The PSA combined nursing intervention model can significantly improve the prognosis of patients and should become a template for the care of patients with ICU tracheal intubation for analgesia and sedation. However, since most of its studies are from nonrandomized controlled trials and the sample size is not large enough, the level of evidence is biased low [32]. A study showed that the implementation rate of the PSA program was only 43.7 % and there was a significant difference in the compliance rate between different hospitals [33]. A sample survey of medical staff in 101 ICUs across Belgium found that the effective rate was only 60 % and increasing the autonomy of nurses and assisting in the detection and management of sedatives can help optimize the goal of analgesia [34]. Most nurses encounter different challenges when using analgesia and sedation strategies. Therefore, it is necessary for nurses to make analgesia and analgesia strategies suitable for them.

This study has some limitations. Since our research population is mainly for Chinese people, it is necessary to be cautious to interpret this result to other populations; secondly, our research sample size is too small and it is not ruled out that some errors may be brought about in the research results [35-37].

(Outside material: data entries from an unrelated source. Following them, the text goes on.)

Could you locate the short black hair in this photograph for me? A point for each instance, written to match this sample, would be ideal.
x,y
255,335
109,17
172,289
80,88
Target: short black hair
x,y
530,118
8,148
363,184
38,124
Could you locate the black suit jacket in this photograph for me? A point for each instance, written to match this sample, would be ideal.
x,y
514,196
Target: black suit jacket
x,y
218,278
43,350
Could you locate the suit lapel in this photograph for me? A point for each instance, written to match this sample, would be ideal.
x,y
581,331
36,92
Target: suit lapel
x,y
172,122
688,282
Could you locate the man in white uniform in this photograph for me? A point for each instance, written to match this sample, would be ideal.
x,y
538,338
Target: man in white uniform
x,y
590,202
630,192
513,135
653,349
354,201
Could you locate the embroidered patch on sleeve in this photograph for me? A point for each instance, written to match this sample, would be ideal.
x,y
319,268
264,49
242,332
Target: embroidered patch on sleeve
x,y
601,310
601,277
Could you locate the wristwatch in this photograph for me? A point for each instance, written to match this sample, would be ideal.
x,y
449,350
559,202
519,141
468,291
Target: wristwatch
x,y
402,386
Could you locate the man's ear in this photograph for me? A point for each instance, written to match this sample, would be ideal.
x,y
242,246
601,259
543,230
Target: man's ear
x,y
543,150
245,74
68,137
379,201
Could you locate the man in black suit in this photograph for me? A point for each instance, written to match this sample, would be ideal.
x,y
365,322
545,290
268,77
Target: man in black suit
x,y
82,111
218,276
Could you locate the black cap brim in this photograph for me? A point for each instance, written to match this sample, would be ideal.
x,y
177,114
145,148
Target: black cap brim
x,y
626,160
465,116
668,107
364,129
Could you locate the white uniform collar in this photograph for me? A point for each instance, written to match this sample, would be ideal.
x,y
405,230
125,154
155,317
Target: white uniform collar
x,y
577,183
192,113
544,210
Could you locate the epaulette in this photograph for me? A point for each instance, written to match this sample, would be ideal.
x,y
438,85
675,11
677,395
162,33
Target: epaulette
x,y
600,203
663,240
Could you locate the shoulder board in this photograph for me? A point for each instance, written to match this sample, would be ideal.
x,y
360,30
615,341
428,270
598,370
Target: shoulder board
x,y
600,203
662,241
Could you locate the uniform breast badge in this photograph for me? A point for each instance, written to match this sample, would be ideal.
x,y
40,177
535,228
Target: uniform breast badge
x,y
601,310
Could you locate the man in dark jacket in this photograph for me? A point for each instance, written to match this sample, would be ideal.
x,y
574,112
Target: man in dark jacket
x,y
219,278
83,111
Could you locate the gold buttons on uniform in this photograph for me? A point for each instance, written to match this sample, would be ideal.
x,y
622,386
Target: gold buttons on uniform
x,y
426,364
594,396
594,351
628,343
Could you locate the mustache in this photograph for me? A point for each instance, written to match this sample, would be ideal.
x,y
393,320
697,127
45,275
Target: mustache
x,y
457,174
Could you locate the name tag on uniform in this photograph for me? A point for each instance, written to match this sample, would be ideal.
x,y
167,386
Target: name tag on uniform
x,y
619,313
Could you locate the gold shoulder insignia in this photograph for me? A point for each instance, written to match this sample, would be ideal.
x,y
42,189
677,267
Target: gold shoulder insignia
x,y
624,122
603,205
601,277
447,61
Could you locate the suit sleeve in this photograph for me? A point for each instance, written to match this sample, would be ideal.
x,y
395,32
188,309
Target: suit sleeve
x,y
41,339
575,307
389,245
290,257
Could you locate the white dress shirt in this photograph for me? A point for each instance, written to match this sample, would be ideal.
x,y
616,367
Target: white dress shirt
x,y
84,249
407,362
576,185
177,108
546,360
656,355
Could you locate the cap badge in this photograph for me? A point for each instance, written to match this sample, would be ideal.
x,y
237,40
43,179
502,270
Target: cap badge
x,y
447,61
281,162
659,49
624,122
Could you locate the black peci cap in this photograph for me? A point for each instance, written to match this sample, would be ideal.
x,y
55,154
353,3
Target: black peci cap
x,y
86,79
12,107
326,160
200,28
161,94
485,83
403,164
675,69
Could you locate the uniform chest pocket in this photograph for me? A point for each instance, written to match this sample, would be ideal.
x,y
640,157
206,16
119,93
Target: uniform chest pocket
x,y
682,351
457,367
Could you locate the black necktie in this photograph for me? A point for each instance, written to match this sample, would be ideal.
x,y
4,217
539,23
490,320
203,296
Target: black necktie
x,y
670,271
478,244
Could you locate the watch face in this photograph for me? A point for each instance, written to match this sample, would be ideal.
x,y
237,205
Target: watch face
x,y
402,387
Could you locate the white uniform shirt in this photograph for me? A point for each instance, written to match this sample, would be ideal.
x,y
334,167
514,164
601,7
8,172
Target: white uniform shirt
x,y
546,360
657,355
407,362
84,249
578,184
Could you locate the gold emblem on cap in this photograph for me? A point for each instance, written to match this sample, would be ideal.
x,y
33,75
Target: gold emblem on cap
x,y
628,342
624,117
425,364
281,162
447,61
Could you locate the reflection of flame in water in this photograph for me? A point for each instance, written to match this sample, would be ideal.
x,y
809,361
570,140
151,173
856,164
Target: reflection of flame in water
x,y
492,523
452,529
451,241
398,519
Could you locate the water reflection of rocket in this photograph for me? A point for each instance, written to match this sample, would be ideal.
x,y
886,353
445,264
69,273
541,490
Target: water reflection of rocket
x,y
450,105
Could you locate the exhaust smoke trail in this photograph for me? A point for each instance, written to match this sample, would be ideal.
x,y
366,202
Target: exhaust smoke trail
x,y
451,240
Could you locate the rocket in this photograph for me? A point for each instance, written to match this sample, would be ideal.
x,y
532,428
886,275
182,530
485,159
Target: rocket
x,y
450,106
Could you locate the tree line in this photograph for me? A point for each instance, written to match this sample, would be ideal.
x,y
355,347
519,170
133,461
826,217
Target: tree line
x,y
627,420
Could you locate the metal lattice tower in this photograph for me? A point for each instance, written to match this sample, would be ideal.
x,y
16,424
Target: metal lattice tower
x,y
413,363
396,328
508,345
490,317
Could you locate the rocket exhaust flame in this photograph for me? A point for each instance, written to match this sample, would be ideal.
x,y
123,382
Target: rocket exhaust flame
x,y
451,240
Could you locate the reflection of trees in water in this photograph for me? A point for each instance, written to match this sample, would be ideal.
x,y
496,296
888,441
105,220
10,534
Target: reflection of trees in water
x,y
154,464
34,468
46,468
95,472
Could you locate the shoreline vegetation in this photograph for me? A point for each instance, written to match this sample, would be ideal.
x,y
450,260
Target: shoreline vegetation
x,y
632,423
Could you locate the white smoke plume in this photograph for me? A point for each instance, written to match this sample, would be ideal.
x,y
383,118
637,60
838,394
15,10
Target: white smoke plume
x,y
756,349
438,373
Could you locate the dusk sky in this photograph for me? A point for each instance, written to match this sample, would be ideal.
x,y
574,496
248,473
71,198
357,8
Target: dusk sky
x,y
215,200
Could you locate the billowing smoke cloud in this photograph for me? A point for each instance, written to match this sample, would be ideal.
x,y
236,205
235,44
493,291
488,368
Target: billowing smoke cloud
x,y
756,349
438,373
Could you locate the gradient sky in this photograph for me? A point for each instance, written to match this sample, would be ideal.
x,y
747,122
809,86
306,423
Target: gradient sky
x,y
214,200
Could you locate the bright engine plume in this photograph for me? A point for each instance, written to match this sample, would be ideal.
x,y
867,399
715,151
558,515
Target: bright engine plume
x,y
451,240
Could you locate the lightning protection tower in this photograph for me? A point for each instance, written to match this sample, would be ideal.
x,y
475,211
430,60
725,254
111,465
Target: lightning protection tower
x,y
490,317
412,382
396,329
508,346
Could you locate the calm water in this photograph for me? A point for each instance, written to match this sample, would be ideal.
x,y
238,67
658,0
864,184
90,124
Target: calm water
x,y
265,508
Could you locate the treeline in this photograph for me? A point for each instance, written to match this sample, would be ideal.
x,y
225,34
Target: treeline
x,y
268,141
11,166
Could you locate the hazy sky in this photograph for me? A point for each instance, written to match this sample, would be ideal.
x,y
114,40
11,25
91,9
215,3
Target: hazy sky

The combined care of programmed analgesia and sedation for ICU patients with tracheal intubation can improve the clinical efficacy, shorten the event of weaning extubation and ICU admission, reduce the amount of sedatives and reduce the incidence of related adverse reactions, improve nursing satisfaction.

Conflicts of interest:

The authors declared no conflict of interest.